Last Saturday morning after making an appointment with the vet, Sibyl and I walked around the park and along the beach to my parent’s house. This was O.J’s favourite walk. Sibyl was unusually relaxed and quiet, and was completely happy for him to get all the attention for the afternoon when we were there. People say dogs sense things, and I think I believe that from how Sibyl and Dougal have been acting since Saturday.
I sat on the grass in the sun and talked to and cuddled O.J, while he wagged his tail, play bit me and barked at people walking up the road. I groomed him, which I have done for the last ten years almost every time we went somewhere in public. I had lunch inside and O.J enjoyed eating a chew. Two of my nephews were there, and I tried to act normal around them, although they knew O.J wasn’t well and I wasn’t happy.
When we arrived at the vet, O.J decided to go for a pee before we went in, which was funny. He stepped on and off the weighing scales a couple of times, and tried to get petted by anyone who would look at him. To them, he just looked like a big gentle dog with a shiny black coat and a very sore leg. The vet we went to was so kind and sensitive. She asked questions, completely listened to me, and only when I had made my final decision told me that in her opinion I was brave and fair to him, and that it was the right one. She admitted she wished she wasn’t working that day, and genuinely seemed upset. She told me that we could give him very strong painkillers, but he would be sleepy all the time, and he wouldn’t be the dog I knew. Up until the end, O.J was his usual self, and that’s the dog I’m going to remember. The whole thing was so relaxed and peaceful for him, and he was wagging his tail with his head on my knee until he was quietly and gently put to sleep.

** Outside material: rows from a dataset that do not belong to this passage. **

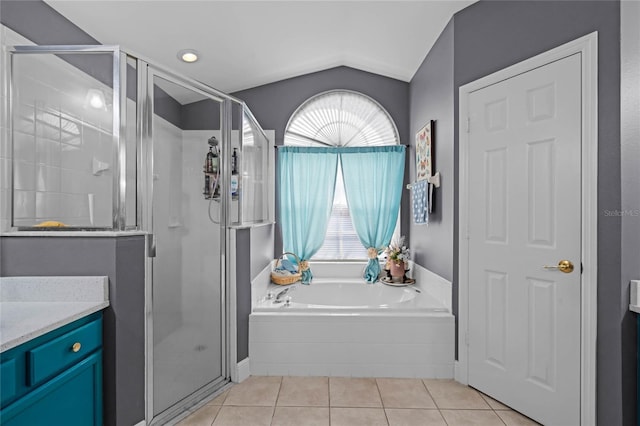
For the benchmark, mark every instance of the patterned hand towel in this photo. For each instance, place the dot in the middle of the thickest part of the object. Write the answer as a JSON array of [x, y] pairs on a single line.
[[420, 203]]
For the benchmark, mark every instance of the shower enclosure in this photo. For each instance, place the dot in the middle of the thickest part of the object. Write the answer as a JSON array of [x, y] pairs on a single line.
[[103, 140]]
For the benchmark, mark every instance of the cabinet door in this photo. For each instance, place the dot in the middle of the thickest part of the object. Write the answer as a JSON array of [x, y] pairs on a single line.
[[71, 398]]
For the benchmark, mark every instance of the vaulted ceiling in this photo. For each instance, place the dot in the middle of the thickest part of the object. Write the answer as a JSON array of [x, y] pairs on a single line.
[[244, 44]]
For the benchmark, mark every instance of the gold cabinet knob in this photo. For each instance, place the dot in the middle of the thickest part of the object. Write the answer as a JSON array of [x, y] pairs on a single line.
[[563, 266]]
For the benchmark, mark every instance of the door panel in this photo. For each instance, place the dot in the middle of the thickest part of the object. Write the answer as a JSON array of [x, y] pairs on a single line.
[[524, 174], [188, 297]]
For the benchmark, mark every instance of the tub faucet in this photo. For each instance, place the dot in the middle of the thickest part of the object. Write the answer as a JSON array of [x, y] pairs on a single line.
[[282, 293]]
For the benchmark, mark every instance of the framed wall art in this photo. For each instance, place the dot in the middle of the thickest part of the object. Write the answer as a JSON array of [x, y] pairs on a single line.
[[424, 151]]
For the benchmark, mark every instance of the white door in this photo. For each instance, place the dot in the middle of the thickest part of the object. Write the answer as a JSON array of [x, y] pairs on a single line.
[[524, 214]]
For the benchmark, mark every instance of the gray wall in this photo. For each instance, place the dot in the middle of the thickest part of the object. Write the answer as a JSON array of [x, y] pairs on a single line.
[[491, 35], [431, 98], [630, 169], [122, 260], [273, 104]]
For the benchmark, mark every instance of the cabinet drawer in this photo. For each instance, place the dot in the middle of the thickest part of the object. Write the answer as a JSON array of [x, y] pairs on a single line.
[[52, 357], [7, 380]]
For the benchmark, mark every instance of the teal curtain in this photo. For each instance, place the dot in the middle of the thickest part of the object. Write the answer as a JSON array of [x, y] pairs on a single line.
[[306, 180], [373, 179]]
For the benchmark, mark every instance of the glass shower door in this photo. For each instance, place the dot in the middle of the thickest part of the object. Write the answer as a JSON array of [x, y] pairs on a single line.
[[188, 313]]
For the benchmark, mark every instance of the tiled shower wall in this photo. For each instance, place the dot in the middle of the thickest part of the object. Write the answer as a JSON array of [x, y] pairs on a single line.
[[63, 148]]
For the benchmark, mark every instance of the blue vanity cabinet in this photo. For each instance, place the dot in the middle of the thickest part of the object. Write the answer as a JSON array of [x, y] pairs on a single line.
[[55, 379]]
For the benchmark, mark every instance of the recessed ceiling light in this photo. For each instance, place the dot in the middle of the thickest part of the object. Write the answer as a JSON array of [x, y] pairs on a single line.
[[188, 55]]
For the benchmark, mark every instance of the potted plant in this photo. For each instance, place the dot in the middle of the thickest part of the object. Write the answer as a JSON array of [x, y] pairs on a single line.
[[397, 259]]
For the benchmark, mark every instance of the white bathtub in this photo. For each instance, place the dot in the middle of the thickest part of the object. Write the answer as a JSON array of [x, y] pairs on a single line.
[[339, 295], [341, 326]]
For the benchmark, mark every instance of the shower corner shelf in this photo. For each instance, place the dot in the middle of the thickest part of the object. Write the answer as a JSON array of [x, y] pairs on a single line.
[[217, 198]]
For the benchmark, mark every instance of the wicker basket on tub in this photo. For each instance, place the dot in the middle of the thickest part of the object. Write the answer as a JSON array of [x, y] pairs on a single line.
[[289, 278]]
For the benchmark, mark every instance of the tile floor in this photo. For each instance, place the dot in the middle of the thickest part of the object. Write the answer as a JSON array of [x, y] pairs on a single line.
[[338, 401]]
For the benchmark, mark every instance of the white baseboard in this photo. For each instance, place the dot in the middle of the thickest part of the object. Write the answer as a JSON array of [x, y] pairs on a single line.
[[242, 371]]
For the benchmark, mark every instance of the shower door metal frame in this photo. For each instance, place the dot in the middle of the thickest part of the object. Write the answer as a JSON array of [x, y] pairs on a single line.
[[146, 72]]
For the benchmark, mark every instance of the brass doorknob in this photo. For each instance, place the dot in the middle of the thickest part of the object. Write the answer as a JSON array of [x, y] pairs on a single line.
[[564, 266]]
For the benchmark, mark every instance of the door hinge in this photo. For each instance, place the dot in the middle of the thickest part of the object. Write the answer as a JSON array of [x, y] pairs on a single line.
[[151, 245]]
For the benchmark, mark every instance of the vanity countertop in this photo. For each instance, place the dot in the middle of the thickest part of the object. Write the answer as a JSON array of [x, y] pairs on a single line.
[[33, 306]]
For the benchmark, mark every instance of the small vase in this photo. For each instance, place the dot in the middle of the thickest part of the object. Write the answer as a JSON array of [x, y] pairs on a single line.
[[397, 271]]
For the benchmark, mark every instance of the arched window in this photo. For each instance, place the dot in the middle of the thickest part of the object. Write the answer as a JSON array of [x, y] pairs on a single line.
[[341, 118]]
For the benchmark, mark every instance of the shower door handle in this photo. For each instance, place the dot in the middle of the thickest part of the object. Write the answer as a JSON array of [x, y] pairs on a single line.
[[151, 245]]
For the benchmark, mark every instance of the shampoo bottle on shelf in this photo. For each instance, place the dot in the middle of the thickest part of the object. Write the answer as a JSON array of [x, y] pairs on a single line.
[[234, 173]]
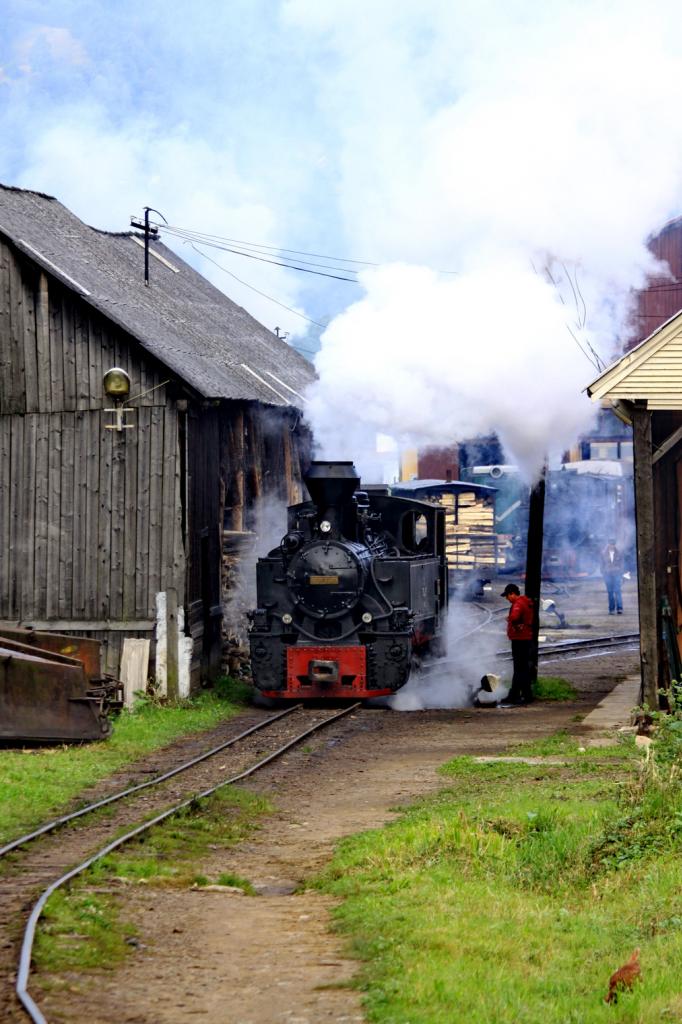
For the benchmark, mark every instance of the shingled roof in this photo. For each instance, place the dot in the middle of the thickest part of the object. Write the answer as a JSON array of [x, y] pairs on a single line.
[[200, 334]]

Even though we were all heartbroken, I think I was the person who was most prepared. My family really weren’t expecting that outcome, and telling my seven and ten-year-old nephews was especially difficult. I always said I would never let him suffer, or keep him longer just because I don’t want to let him go, and that was a promise I was able to keep. Of course I wish I could keep him forever. His collar is hanging at the bottom of the stairs. Someone put it there as a reminder for me to put away somewhere, but in the meantime I like it being there. I sometimes touch it when I’m going up or down without thinking about it, and then it reminds me of him. I have photos that people can describe to me. I have some videos and a recording of his bark on my phone. But I still can’t believe I’m never going to be able to pet him again, which I suppose is the equivalent of not seeing him. I don’t ever want to forget what he feels like.
O.J was the most genuine gentle dog I have ever met. He wasn’t a perfect guide dog. No dog is, but he was perfect for me. Other dogs will continue to build on the independence and confidence that he gave me, but they will never make such a huge lifechanging impact on my life like he did.
My two favourite letters of the alphabet will always be O and J.
I’ll always have a soft spot for black labrador retrievers.
O.J will always be my favourite dog, and I’m so lucky to have had him in my life for ten amazing years.